Я не стал её разочаровывать..
Поболтали ни о чём. Вскоре ведомый неукротимым инстинктом англичанин начал активно любезничать с дамой и в конце концов совратил её на медленный танец.
Мы остались вдвоём с мужем. Беседа не клеилась. На все мои попытки найти общий язык бразилец виновато улыбался и разводил руками. От безысходности я стал перечислять имена знаменитых футболистов:
— Пеле, Ривелино, Жерсон, Сократес..
Тут он резко ожил:
— Фалькао, Жуниор, Карека. Карека!
— Ромарио, Марадона.
— Аргентина пута! Совиет! Маракана! Андреев, Дасаев, Черенков!
— Гаврилов, Шавло, Ярцев! Милый, дай я тебя поцелую в лысину!
Когда Пол, поддерживая даму за локоток, вернулся к столу, мы с бразильцем уже были лучшими друзьями.
Вышли из кабака за полночь, вместе с новыми знакомыми. У дверей стояла длинная очередь на такси. Пол предложил дойти пешком — «а что? тут минут двадцать, я знаю дорогу».

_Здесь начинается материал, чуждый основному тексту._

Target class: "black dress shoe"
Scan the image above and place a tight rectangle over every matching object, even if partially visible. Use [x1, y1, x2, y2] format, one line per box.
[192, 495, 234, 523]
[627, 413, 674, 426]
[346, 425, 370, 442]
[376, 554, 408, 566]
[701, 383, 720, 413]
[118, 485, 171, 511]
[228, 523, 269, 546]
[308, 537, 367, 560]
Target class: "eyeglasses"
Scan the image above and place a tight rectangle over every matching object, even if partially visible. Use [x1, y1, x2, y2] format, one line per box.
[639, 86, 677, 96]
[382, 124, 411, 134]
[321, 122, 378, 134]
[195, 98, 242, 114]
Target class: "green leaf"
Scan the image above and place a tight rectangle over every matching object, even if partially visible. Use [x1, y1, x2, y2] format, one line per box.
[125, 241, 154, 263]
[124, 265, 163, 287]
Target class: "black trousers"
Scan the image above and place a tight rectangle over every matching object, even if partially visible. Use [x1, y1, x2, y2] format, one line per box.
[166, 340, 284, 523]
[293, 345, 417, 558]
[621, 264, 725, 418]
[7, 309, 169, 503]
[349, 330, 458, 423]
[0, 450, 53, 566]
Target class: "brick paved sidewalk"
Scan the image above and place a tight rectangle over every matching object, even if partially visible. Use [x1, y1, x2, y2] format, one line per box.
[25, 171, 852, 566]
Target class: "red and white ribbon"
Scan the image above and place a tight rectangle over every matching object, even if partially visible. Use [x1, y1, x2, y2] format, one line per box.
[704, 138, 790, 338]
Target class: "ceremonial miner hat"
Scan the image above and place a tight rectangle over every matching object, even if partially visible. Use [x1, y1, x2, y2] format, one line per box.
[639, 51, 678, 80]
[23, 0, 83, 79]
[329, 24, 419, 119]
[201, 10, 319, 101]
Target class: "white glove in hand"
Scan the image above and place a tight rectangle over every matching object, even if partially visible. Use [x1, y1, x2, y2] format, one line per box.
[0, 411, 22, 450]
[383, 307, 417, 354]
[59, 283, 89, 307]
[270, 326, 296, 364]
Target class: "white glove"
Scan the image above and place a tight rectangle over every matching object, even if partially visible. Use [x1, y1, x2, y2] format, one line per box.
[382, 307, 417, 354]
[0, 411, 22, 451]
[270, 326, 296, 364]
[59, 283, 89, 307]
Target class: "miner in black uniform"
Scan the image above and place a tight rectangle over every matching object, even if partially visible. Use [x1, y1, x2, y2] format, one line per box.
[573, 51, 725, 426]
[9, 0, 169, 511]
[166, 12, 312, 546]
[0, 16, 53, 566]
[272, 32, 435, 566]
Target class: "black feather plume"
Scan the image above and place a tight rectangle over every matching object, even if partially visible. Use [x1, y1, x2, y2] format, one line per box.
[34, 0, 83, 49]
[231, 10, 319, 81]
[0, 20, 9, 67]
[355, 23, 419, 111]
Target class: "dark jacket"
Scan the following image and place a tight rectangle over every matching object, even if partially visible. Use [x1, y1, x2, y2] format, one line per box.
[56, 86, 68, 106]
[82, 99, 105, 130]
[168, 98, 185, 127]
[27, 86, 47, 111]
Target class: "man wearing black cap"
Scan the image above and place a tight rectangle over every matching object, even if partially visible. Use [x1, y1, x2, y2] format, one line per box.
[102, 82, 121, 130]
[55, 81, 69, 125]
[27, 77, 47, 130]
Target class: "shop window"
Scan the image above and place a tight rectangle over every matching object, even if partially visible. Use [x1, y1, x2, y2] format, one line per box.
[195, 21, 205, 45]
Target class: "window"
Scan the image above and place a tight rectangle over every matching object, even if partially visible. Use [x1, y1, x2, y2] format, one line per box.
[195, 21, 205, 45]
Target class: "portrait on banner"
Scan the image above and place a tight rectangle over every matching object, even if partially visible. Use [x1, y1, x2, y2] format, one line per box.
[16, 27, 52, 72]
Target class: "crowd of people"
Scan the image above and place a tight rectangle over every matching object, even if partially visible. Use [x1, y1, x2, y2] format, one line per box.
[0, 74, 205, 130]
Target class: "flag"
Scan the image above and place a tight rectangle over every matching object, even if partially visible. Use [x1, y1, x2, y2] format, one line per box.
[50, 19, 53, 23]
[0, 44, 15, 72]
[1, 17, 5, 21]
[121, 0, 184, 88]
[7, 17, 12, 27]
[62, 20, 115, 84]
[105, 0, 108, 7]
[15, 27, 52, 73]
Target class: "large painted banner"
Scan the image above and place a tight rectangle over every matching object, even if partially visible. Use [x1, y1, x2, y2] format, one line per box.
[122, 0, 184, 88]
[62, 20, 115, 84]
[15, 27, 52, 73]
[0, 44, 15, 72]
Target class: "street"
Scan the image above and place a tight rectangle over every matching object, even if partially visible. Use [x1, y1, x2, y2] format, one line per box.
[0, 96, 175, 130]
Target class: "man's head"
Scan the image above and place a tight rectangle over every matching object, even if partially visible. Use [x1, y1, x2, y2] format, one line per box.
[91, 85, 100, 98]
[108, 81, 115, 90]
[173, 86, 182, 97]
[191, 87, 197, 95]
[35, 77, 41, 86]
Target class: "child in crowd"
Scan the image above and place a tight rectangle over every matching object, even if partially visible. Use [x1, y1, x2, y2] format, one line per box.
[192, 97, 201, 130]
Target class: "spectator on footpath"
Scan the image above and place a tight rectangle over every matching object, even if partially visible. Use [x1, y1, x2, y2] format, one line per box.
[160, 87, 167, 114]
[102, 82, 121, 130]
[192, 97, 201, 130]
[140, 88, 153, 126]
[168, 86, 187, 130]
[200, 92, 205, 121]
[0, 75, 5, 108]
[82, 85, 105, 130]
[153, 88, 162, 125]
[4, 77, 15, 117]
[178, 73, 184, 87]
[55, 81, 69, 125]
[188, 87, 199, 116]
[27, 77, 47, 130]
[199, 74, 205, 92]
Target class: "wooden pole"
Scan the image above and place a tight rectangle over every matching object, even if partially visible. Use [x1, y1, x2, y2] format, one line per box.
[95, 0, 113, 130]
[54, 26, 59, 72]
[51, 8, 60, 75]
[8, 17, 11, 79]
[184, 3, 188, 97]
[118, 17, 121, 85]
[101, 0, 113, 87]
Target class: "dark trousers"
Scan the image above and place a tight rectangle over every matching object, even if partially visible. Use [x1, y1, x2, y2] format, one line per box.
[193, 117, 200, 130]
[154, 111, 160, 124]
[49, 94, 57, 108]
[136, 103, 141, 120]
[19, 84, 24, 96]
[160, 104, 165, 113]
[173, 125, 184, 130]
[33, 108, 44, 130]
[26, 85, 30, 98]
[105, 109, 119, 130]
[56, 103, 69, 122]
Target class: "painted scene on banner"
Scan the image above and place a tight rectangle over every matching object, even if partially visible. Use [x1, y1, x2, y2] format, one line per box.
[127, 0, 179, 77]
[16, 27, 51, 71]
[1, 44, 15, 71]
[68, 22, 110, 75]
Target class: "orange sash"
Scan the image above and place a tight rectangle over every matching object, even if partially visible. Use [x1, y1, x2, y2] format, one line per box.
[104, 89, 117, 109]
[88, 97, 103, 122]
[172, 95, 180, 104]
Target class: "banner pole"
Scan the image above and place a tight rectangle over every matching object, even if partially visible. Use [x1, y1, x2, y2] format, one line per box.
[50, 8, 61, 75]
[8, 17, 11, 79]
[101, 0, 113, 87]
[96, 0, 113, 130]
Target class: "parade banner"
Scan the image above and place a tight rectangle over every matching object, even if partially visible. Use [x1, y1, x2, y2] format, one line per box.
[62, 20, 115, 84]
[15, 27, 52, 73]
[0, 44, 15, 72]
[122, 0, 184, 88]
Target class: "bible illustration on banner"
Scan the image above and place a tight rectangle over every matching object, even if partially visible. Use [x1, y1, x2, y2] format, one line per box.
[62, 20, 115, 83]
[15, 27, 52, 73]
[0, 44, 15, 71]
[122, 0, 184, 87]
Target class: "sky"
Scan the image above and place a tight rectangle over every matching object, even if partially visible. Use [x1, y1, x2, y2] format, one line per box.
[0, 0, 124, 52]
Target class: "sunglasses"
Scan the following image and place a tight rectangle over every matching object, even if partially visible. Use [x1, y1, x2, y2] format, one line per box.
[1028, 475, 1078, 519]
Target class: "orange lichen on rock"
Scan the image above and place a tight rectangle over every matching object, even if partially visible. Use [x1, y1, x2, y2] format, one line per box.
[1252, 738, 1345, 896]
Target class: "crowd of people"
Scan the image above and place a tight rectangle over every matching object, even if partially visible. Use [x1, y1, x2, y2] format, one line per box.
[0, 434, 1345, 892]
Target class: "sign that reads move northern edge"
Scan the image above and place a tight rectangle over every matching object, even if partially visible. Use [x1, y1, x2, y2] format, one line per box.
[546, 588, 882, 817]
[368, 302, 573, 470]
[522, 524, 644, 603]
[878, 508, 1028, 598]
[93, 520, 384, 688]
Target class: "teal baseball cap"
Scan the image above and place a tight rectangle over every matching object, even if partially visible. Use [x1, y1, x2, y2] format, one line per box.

Дама попыталась нас отговорить:
— Здесь даже местные в такое время не ходят.
Но англичанин был непреклонен. Мы тепло распрощались и двинулись в путь.
И до, и после Кампиноса я неоднократно ходил по ночным улицам разных городов мира. Лондон, Генуя, Буэнос-Айрес. Одинокие прохожие жмутся к тротуарам. По переулкам гуляет хохот загулявших компаний. В глазах рябит от броско одетых женщин, призывно задирающих юбки. Теплый свет фонарей.
В бархатной темноте столицы раздираемой гражданскими войнами Бурундии нам смущенно уступали дорогу вооруженные до зубов негры, вращая белками глаз..
В общем, боязно, но не страшно. Как собаку погладить.
Я уж не говорю про арабские страны. Там ночных безобразников при всём желании сыскать невозможно.
Но мы в Бразилии..
На первом же перекрестке группа парней угрожающе двинулась в нашем направлении. Пришлось прибавить шагу. Парни отстали.
Навстречу проехал автомобиль, притормозил, медленно сдал назад. Поравнявшись с нами, из окна по пояс высунулся водитель. Смачно плюнул в нашу сторону и, размахивая ножом, выкрикнул что-то нехорошее. Мы ещё прибавили шагу. Автомобиль начал разворачиваться. Пол чертыхнулся и увлёк меня в переулок.
Почти бегом мы выскочили на параллельную улицу. Из огня да в полымя! Теперь прямо на нас ехал целый фургон с орущими бандитами. В руках большинства из них сверкали огромные тесаки. Вот когда я действительно испугался! Так бездарно потерять жизнь..
Снова в вонючую подворотню, снова петляем..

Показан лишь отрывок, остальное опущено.